KINGSTON (Reuters) - Jamaican Prime Minister Andrew Holness announced on Tuesday that his government will send an initial deployment of 24 military and police personnel to Haiti to support an international security mission aimed at helping it fight powerful gangs.
Holness said the initial group will deploy to Haiti on Thursday, and help lay out the command structure to prepare for further deployments.
In March, Jamaica formally pledged 200 personnel for the U.N.-backed mission, but the long-delayed security force has been slow to deploy and its initial mandate will expire in under a month if it is not renewed.

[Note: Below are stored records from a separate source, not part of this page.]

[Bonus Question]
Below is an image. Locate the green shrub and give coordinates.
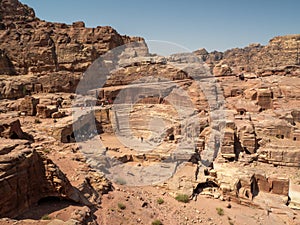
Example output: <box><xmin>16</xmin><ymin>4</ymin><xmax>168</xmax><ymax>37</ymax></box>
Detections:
<box><xmin>175</xmin><ymin>194</ymin><xmax>190</xmax><ymax>203</ymax></box>
<box><xmin>152</xmin><ymin>220</ymin><xmax>163</xmax><ymax>225</ymax></box>
<box><xmin>216</xmin><ymin>207</ymin><xmax>224</xmax><ymax>216</ymax></box>
<box><xmin>157</xmin><ymin>198</ymin><xmax>165</xmax><ymax>205</ymax></box>
<box><xmin>34</xmin><ymin>118</ymin><xmax>42</xmax><ymax>123</ymax></box>
<box><xmin>118</xmin><ymin>203</ymin><xmax>126</xmax><ymax>210</ymax></box>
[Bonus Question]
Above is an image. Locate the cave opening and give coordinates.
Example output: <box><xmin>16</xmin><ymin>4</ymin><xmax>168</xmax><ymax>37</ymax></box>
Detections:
<box><xmin>9</xmin><ymin>131</ymin><xmax>19</xmax><ymax>139</ymax></box>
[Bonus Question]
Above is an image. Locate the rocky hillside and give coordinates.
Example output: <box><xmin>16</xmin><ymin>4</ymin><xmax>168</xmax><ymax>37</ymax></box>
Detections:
<box><xmin>0</xmin><ymin>0</ymin><xmax>143</xmax><ymax>75</ymax></box>
<box><xmin>0</xmin><ymin>0</ymin><xmax>144</xmax><ymax>99</ymax></box>
<box><xmin>195</xmin><ymin>34</ymin><xmax>300</xmax><ymax>75</ymax></box>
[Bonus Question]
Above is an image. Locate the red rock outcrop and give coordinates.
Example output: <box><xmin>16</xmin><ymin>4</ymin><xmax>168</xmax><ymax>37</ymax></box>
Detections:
<box><xmin>0</xmin><ymin>0</ymin><xmax>144</xmax><ymax>98</ymax></box>
<box><xmin>195</xmin><ymin>34</ymin><xmax>300</xmax><ymax>75</ymax></box>
<box><xmin>0</xmin><ymin>147</ymin><xmax>90</xmax><ymax>217</ymax></box>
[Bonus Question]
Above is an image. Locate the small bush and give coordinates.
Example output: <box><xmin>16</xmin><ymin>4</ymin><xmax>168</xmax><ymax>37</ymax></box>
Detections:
<box><xmin>43</xmin><ymin>148</ymin><xmax>50</xmax><ymax>154</ymax></box>
<box><xmin>157</xmin><ymin>198</ymin><xmax>165</xmax><ymax>205</ymax></box>
<box><xmin>216</xmin><ymin>207</ymin><xmax>224</xmax><ymax>216</ymax></box>
<box><xmin>41</xmin><ymin>214</ymin><xmax>51</xmax><ymax>220</ymax></box>
<box><xmin>34</xmin><ymin>118</ymin><xmax>42</xmax><ymax>123</ymax></box>
<box><xmin>115</xmin><ymin>178</ymin><xmax>126</xmax><ymax>185</ymax></box>
<box><xmin>152</xmin><ymin>220</ymin><xmax>163</xmax><ymax>225</ymax></box>
<box><xmin>118</xmin><ymin>203</ymin><xmax>126</xmax><ymax>210</ymax></box>
<box><xmin>175</xmin><ymin>194</ymin><xmax>190</xmax><ymax>203</ymax></box>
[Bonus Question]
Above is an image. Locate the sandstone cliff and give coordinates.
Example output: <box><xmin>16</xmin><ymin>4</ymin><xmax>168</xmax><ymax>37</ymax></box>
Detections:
<box><xmin>0</xmin><ymin>0</ymin><xmax>144</xmax><ymax>98</ymax></box>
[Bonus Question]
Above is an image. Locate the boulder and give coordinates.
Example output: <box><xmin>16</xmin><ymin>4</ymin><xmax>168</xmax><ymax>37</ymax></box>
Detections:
<box><xmin>19</xmin><ymin>96</ymin><xmax>39</xmax><ymax>116</ymax></box>
<box><xmin>0</xmin><ymin>148</ymin><xmax>91</xmax><ymax>217</ymax></box>
<box><xmin>0</xmin><ymin>119</ymin><xmax>33</xmax><ymax>140</ymax></box>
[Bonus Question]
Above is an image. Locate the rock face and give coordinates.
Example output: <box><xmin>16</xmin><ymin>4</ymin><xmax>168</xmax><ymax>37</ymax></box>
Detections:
<box><xmin>0</xmin><ymin>146</ymin><xmax>89</xmax><ymax>217</ymax></box>
<box><xmin>20</xmin><ymin>96</ymin><xmax>39</xmax><ymax>116</ymax></box>
<box><xmin>0</xmin><ymin>119</ymin><xmax>32</xmax><ymax>140</ymax></box>
<box><xmin>0</xmin><ymin>0</ymin><xmax>144</xmax><ymax>98</ymax></box>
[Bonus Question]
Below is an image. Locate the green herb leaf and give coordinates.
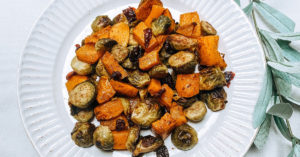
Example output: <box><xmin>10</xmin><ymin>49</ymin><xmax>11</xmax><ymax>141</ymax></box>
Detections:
<box><xmin>254</xmin><ymin>114</ymin><xmax>272</xmax><ymax>149</ymax></box>
<box><xmin>255</xmin><ymin>2</ymin><xmax>295</xmax><ymax>33</ymax></box>
<box><xmin>253</xmin><ymin>67</ymin><xmax>273</xmax><ymax>128</ymax></box>
<box><xmin>273</xmin><ymin>116</ymin><xmax>292</xmax><ymax>141</ymax></box>
<box><xmin>267</xmin><ymin>103</ymin><xmax>293</xmax><ymax>119</ymax></box>
<box><xmin>243</xmin><ymin>2</ymin><xmax>253</xmax><ymax>16</ymax></box>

The mission is being led by Kenya, which is so far the only country to have deployed to Haiti with 400 police officers, out of a total pledge of 1,000. Alongside Kenya's support for the mission, Benin, Jamaica, the Bahamas and Belize have also promised to send at least 2,900 troops.
Several other countries have made unspecified pledges of personnel for the security push in Haiti, a crisis-racked Caribbean island nation of more than 11 million.
Antonette Wemyss-Gorman, a senior Jamaican defense official, told reporters that the country's deployment will serve under senior military officer Kevron Henry, who will act as deputy commander to Kenya's Godfrey Otunge.
"This is a start to what we intend to do," said Holness. "We want a very successful operation. The operation should have no shortcomings because there was a failure to plan."
The deployment has faced setbacks such as delays in paying out wages and supplying key equipment.
Haiti first requested the force in 2022. Armed gangs have since taken over much of the capital and expanded to surrounding areas, fueling a humanitarian crisis with mass displacements, sexual violence, child recruitment and widespread hunger.
Over the weekend, Belize said it was sending two senior officers to Jamaica for the Haitian mission.